Pre-World War II, this division between American civil and military society was less (perhaps, much less) of a problem. Then, the largest part of our (white male) population (of a certain age) was enrolled in our various state militias (or, their successors—the U.S. and state National Guards). Conscription, if not universal conscription, naturally flowed from actual congressionally declared wars. Likewise, a large swathe of Americans, across all social classes, could expect to see military service in war, including, unfortunately, Indian wars. (Lincoln and Davis both served in the Black Hawk War.)With all due respect, that's not right. After the Civil War, the United States military shrank to a very tiny size and remained that way until the First World War. The very brief Spanish American War (1898) aside, the main business of the Army was fighting unions, not fighting Indians -- the famous Indian wars were fought by Civil War veterans like Sheridan and Custer (who was one of Sherman's favorites). So it's not a new generation of fighting men, it's the same generation staying on in a much smaller army, fighting battles that were minor echoes of the great battles of their youth.

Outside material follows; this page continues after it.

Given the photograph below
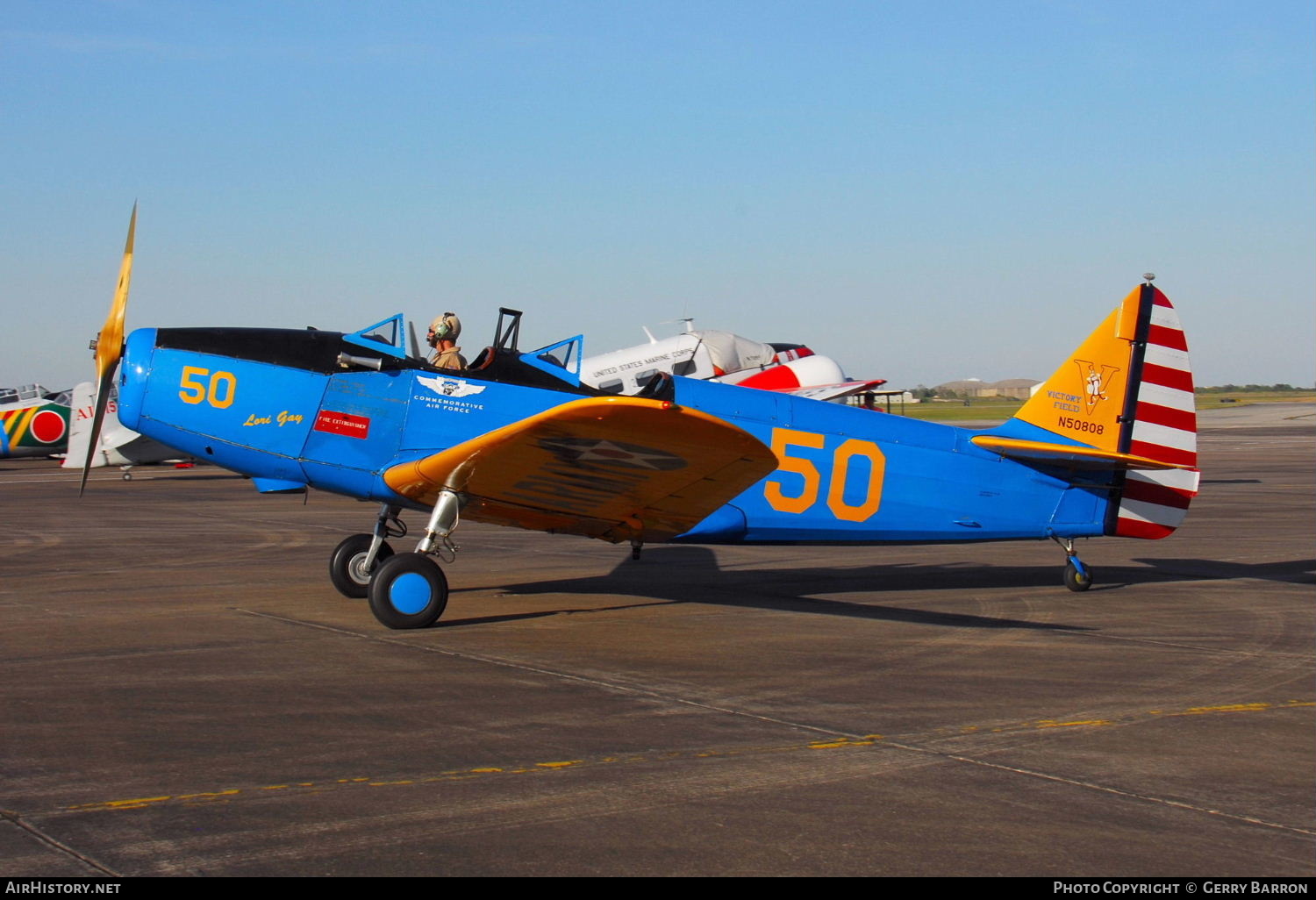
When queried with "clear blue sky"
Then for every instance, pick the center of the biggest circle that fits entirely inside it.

Military service was the exception rather than the rule for most of the 19th century, excepting the Civil War generation. It was again between the two World Wars. It is actually only after the two great wars -- the Civil War and WWII -- that we have had a very high percentage of veterans in American culture. You can see the effect of this by looking at this poll about the percentage of American men who are veterans. All the way to retirement age, the percentage hovers around twenty percent. It shoots up among the eldest among us, so that 80% of those 85-89 and 74% of those over ninety are veterans.

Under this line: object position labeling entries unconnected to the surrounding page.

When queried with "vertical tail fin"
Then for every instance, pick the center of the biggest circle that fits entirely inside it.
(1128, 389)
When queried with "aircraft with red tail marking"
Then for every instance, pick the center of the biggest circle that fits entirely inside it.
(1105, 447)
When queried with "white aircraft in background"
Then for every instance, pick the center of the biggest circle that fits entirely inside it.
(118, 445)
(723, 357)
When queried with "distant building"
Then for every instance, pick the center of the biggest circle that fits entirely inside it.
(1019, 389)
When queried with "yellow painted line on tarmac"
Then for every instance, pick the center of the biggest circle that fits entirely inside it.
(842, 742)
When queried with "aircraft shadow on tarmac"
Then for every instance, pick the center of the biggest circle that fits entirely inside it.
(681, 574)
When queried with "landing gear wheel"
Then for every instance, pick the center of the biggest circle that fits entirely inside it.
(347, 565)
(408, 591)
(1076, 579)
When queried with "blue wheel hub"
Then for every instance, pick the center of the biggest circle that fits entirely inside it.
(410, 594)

For women, too, we see the lingering effects of the draft because women were not drafted: overall, only 2% of women are veterans, compared with 24% of men, mostly in the older generations. That number is 14.5% currently, so the overarching importance of the WWII/Vietnam drafts is what is driving the percentage of female veterans down into the low single-digits.

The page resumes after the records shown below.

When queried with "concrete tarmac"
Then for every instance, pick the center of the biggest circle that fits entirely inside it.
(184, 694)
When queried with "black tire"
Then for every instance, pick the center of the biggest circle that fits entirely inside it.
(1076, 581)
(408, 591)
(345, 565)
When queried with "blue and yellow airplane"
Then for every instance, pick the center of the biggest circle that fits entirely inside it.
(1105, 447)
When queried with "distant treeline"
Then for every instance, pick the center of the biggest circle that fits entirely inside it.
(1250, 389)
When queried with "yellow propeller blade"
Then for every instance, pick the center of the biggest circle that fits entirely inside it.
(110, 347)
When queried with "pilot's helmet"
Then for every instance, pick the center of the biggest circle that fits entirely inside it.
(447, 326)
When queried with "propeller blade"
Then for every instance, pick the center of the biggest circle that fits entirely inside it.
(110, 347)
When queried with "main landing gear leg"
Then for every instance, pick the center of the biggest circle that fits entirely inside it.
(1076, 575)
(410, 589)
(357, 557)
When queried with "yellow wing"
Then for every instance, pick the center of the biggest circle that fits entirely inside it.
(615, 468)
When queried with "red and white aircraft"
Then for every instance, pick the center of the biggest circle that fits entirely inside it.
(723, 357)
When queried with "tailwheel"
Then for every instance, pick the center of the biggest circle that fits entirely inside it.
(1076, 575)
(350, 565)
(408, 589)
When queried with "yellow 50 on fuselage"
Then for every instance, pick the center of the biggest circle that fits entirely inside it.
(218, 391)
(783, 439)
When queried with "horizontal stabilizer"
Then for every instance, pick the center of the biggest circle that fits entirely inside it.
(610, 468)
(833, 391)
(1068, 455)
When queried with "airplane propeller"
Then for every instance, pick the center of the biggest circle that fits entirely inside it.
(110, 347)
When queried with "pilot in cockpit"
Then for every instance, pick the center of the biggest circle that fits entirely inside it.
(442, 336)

Another way you can see the lingering effects of WWII and, to a lesser degree, Vietnam is in the chart on proportions of veterans by region. The numbers are fairly flat: overall 12.7%, with a low of 11.4% in the Middle Atlantic states and a high of 14.6% in the Southeast. That means we're talking about the bulk of these numbers coming from the draft eras: since the introduction of the All Volunteer Force, the military has been 40%+ from the South. The trend has only intensified since Heritage did that study in 2008: recent numbers show that it was 44% in 2013. People move around, of course, but the relatively flat percentage of veterans by region shows the lingering influence of the massive draft of WWII and the smaller but significant draft of Vietnam.
So really, if a culture is a way of life that one generation passes to the next, it doesn't make much sense to talk about an "American martial culture." There are some families, especially but not only in the South, where a culture of military service is passed from one generation to the next in the days of non-compulsory service. American culture overall has not been martial. For all but two generations, the bulk of Americans have not served in any military nor fought in any wars. The institutions have cultures, but American culture overall has been not much affected by them for most of our history.